Que de personnes confrontées au grand âge sont en deuil au regard du vivre-ensemble, considérant qu’elles sont inutiles, jusqu’à se penser comme une charge.
J’aimerais leur dire qu’elles sont une chance nous appelant à mieux nous investir sur les 3 valeurs de la République, socle de notre démocratie :
• Liberté pour imaginer des espaces qui protègent mais restent ouverts,
• Égalité : le prendre soin conduit à atténuer les inégalités physiques, psychiques, sociales. Les postures de surplomb sont insupportables pour comprendre que vous nous offrez la possibilité de dépasser nos propres enfermements,
• Fraternité : s’agissant d’entrer dans une relation où le mystère de l’être est éveil à l’Infini.
Qui n’éprouve pas la joie de dire à nos aînés qu’ils sont une chance.
• Chance, pour nous aider à sortir de l’idée mortifère de la puissance conduisant à évaluer la personne à l’aune de son utilité, de sa capacité à produire.
Faut-il attendre les drames pour s’apercevoir qu’ils sont, pour partie, liés au refus d’accueillir la vulnérabilité.
• Chance, pour reconnaître qu’à l’école de l’humanité, nos aînés sont des maîtres.
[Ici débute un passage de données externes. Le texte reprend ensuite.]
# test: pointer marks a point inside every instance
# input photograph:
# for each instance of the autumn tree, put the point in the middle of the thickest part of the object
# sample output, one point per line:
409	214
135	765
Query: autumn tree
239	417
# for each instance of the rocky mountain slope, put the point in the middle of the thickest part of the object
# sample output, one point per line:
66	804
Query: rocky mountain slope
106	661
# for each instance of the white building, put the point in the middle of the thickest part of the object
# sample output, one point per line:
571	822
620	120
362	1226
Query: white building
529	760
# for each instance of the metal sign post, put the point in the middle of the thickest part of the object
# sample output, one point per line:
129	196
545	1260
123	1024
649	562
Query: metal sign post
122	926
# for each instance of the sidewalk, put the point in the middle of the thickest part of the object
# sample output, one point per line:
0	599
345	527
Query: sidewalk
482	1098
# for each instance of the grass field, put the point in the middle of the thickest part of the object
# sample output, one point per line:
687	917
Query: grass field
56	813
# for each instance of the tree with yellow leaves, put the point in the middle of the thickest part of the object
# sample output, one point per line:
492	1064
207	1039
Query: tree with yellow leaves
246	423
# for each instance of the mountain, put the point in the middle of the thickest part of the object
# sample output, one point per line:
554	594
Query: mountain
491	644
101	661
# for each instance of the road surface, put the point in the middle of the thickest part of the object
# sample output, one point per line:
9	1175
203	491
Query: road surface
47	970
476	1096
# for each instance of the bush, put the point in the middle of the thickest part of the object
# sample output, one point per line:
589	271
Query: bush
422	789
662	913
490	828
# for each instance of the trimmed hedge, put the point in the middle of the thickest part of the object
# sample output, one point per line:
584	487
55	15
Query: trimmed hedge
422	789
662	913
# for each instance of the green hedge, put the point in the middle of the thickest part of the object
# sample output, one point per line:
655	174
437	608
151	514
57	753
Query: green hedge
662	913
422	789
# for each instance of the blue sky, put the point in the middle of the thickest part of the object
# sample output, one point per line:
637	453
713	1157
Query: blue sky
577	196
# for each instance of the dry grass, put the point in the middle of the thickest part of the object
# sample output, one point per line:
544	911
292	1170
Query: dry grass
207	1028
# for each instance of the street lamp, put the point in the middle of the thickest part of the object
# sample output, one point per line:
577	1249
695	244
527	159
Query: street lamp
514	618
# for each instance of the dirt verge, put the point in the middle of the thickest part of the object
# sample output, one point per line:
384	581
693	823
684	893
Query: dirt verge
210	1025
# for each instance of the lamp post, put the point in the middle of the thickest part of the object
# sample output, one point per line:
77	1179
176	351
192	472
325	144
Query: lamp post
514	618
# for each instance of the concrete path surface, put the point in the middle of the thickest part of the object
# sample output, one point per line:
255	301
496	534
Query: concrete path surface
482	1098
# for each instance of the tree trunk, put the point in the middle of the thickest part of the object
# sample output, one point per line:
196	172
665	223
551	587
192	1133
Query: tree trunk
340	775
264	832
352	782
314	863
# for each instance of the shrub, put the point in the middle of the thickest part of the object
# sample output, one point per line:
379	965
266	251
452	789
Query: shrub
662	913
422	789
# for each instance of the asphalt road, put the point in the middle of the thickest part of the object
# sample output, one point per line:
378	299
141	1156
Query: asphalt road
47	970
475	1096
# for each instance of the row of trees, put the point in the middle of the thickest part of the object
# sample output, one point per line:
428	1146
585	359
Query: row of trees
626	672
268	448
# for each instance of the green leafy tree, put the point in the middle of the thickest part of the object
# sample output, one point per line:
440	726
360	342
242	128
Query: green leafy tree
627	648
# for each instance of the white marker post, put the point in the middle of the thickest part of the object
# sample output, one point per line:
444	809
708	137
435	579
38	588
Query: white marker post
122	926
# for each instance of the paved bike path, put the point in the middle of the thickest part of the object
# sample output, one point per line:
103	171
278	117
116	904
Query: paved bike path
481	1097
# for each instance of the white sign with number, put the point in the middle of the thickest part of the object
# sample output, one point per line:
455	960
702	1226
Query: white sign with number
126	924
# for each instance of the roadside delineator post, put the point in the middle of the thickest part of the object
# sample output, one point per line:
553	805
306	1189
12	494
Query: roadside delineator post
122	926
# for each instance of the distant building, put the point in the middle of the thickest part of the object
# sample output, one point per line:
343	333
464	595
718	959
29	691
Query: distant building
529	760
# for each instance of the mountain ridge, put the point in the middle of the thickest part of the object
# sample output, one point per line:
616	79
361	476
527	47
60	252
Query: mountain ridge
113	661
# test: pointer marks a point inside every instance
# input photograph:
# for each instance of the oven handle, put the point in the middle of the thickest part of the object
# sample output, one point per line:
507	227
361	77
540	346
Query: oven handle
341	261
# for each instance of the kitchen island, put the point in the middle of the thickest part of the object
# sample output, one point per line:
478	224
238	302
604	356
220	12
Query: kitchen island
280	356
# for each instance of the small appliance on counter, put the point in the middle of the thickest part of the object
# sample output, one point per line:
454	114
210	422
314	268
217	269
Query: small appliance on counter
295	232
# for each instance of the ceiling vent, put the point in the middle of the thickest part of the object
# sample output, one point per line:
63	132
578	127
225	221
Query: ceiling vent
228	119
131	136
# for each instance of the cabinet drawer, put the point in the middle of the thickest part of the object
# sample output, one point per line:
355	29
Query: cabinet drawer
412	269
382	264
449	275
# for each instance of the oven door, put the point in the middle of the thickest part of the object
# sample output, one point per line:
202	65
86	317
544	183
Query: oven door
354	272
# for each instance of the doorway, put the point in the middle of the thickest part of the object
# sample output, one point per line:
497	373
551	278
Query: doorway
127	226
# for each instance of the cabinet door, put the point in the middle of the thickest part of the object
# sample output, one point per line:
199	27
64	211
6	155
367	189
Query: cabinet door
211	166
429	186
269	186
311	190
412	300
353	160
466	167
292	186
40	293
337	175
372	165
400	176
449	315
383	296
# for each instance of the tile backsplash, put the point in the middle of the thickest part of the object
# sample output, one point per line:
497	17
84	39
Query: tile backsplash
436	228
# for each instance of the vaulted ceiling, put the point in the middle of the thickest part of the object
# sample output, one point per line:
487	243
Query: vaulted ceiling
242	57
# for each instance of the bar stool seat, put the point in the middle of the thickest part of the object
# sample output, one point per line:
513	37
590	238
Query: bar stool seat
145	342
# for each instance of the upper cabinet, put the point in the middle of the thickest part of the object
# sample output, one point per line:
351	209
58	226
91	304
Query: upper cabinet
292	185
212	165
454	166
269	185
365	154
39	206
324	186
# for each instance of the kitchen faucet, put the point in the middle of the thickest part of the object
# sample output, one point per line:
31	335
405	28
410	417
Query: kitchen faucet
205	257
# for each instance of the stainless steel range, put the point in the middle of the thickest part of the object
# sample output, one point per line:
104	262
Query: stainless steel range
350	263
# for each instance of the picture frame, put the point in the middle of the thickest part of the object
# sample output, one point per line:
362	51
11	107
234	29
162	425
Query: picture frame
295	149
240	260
Ils n’ont nul besoin de ces ouvrages qui encombrent et permettent de se cacher derrière un savoir académique. Leur parole est libérée et épurée de par les épreuves qu’ils ont su surmonter pour offrir à la vie l’intelligence du courage et de la bienveillance.
• Chance, d’être les héritiers d’une histoire, jamais indifférente à l’avenir de ceux qui la reçoivent.
• Chance, de les rencontrer. Leurs rides ne sont-elles pas trace des aridités traversées. Leurs visages livrent avec pudeur les combats dont ils sont sortis vainqueurs dans ce passage de la possession à la libération, si bien exprimé par cet explorateur de l’esprit qu’est René Daumal, dans le Mont Analogue :
« Je suis mort parce que je n’ai pas de désir ; je n’ai pas de désir, car je crois posséder. Je crois posséder parce que je n’essaie pas de donner. Essayant de donner, on voit qu’on n’a rien. Voyant qu’on n’a rien, on essaie de se donner. Essayant de se donner, on voit qu’on n’est rien. Voyant qu’on n’est rien, on désire devenir.
Désirant devenir, on vit ».
Ce trésor de vie naît de l’accumulation de la perte des idées toutes faites laissant jaillir des cœurs – non point lézardés mais creusés – une espérance que le temps patine.
A la prétention des savoirs, vous offrez, chers aînés, une richesse inattendue : le temps n’est pas l’ennemi, il est le dévoilement de ce qui, enfoui, s’avère l’essentiel, déjà l’éternel que seule, la fragilité révèle.
Bernard Devert
Mai 2017
Magnifiuqe texte
Merci, mon Père, pour cette très belle méditation, dont de nombreux points rencontrent de façon troublante l’état actuel de ma réflexion, particulièrement depuis l’expulsion d’un jeune Afghan, le weekend dernier, depuis Lyon. Le soutien militant de nombreuses personnes âgées en sa faveur mais en vain m’a renforcé dans l’idée qu’il y a quelque chose de très nouveau à faire en faveur des réfugiés. Je pensais que vous étiez la personne idoine pour cela, et cet article le confirme. Bravo pour ce que vous faites !
Lyonnais comme vous, j’aimerais beaucoup vous rencontrer pour en parler.